Warmer temperatures in the eastern two-thirds of the United States heading into New Year’s Day would be very helpful for air travel across the United States, but some weather-related issues may still remain. Storms moving across the western United States on Monday and Tuesday will transition to widespread rain in the eastern United States early in the weekend. Fog is also possible east of the Rocky Mountains in mild and humid conditions. This can be as disruptive as a large snowstorm bringing fog into focus on one or more of the major eastern strongholds.

Most storms in late December and early January bring slightly above normal freezing levels, so some of the moderately high snow can melt quickly in conjunction with rain. This could cause flooding and rapid water flow along some of the short rivers that traverse the western slopes of the Cascade, Siskiyou and Sierra Nevada ranges, Zehr said.

Like a storm train in early January, the combination of temperature fluctuations, changing snow levels, and gusts can alter the high-altitude snowpack. There is, Zerh explained.

In mountainous terrain, including the Sierra Nevada and Cascade mountain passes, drivers should be prepared for high winds, fog, heavy rain and heavy snow.

“Snow levels in the Sierra Nevada were fairly high Tuesday morning, averaging nearly 7,500 feet, but could drop to about 5,000 feet by early Wednesday,” Zehr said. A brief cold snap behind Tuesday’s storm could bring icy conditions to Donner Pass, California late Tuesday night and early Wednesday.

Two weak storms are forecasted for Thursday and Friday, causing enough snowfall to bring rain, or a mixture of rain and snow to bring levels down to passing levels for California’s Interstate 80. It is possible, but there is still a chance of snow.
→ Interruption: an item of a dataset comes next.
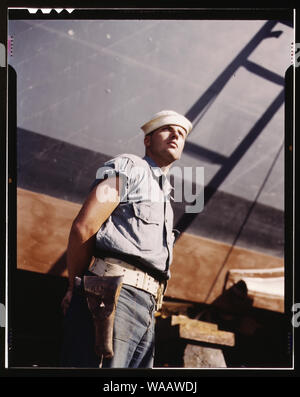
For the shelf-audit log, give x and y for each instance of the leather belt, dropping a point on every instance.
(132, 275)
A bigger storm rolls in this weekend, so snow cover could build up above Donner Pass for a little while on Saturday, but it could plummet Saturday night through New Year’s Day. When the storm pushes inland, several inches of snow can pile up and clog the roads.

“Thursday through Sunday’s storm could bring 2 to 4 feet of snow typically to the high Sierra Nevada mountains, with more localized amounts,” AccuWeather said. senior meteorologist Brett Anderson said.

Anderson added, “Subzero levels are likely to remain too high for Southern California passes to be covered with snow until New Year’s Day.”

Meanwhile, 1,000 miles further north, temperatures will fluctuate, but a storm train will drop a few degrees Fahrenheit over the weekend in the Cascades of Washington and Oregon. This means that during storms on the pass, more snow can fall for longer periods. Drivers should be prepared for significant delays on Snoqualmie Pass (I-90). there is.